PROJECT ABSTRACT
Critical care is the most complex, resource-intensive and costly care setting contributing over $130 billion to
national health expenditures annually. Approximately 4 million patients are admitted to intensive care units
(ICUs) each year with average mortality rate ranging from 8-19. Recently COVID-19 has highlighted that
staffing interprofessional teams in ICUs is quite challenging. One feature of healthcare staffing that has
received much attention in settings outside of the ICU is continuity of care – whereby a patient is cared for by a
small team of identified professionals over time – has been long recognized as an essential attribute of high-
quality, patient-centered care. In primary care, greater continuity of patient care is associated with fewer
emergency department visits and hospitalizations, lower healthcare costs, and higher patient satisfaction.
Continuity-based acute care staffing models also exist, but are rarely adopted and sustained in practice,
particularly in ICUs where continuity-based assignments can be challenging to operationalize. Importantly,
although critical care is delivered by interprofessional teams of physicians, nurses, and respiratory therapists,
continuity of interprofessional ICU teams has never been conceptualized or measured before. Without this
knowledge, it is difficult to know whether hospitals and administrators should prioritize continuity of ICU care,
which could be a missed opportunity to improve quality of patient care and outcomes in this critically ill, costly
patient population. The overall goal of our study is to examine the effect of continuity of ICU
interprofessional teams on patient outcomes and organizational economic outcomes, in order to
develop an interprofessional assignment decision-support tool that optimizes the continuity of
interprofessional ICU team care. We propose to examine the quality and costs of an interprofessional team
continuity staffing approach in ICUs to guide future interventions in 13 ICUs across two different healthcare
systems using data from over 2 years. We will examine interprofessional team continuity of shift-level ICU
clinician teams (a nurse, a physician, and a respiratory therapist) assigned to each patient during the ICU stay.
We define two dimensions of team continuity: intra-professional continuity, measuring each of the clinician’s
experience caring for the patient previously during the patient’s stay, and inter-professional continuity,
measuring the clinicians’ joint experience working together as a team.

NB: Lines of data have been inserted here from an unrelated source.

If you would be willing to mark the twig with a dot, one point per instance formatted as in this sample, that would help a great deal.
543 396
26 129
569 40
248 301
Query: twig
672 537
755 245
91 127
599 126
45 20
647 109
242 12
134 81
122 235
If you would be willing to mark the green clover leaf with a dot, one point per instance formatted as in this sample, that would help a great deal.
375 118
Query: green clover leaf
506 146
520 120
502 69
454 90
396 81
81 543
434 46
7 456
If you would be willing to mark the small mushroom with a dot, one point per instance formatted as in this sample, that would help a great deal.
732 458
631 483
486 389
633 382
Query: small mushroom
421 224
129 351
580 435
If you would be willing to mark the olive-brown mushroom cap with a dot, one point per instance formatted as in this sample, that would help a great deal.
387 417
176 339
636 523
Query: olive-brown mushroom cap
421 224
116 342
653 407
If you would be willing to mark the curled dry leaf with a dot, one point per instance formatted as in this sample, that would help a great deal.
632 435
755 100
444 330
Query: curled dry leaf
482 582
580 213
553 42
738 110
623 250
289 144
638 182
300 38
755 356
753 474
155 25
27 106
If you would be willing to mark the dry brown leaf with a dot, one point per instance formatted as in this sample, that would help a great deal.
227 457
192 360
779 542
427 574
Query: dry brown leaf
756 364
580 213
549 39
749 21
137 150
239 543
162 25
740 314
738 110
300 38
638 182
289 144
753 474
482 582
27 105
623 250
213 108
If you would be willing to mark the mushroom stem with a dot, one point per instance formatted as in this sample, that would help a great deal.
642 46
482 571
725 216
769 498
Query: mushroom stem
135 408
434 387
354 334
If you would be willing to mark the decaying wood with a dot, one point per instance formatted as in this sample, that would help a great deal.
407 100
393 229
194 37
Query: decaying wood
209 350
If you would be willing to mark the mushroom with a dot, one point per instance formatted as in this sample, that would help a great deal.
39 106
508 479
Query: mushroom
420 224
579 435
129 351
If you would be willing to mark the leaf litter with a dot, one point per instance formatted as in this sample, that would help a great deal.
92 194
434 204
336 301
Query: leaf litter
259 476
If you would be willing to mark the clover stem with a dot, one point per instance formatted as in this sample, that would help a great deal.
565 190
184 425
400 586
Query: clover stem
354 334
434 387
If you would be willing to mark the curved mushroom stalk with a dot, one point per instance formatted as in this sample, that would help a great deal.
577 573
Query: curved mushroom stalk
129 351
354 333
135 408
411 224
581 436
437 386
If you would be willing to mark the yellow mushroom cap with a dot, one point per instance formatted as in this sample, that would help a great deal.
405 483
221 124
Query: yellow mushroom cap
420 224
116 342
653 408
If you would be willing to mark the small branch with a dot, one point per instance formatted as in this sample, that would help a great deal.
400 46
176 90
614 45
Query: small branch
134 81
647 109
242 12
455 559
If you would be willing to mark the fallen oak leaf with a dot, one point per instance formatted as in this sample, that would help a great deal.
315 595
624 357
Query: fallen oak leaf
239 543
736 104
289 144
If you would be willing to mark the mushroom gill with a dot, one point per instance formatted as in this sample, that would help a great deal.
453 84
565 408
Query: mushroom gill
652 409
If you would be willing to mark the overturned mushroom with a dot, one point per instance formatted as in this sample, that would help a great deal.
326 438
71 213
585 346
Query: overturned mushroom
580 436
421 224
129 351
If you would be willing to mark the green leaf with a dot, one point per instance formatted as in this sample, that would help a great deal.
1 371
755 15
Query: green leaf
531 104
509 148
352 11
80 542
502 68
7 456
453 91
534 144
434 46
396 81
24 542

We hypothesize that care delivered by
shift-level ICU teams with higher intra- and inter-professional continuity will result in improved patient outcomes
and reduced costs. Our research team has a strong record of joint publications on attributes of patient care
teams including continuity of care with expertise in health economics, critical care nursing and medicine and
engineering. Completion of the study will generate the most robust evidence, to date, to inform organizational
priorities about continuity-based interprofessional staffing in ICUs, to improve care for critically ill ICU patients.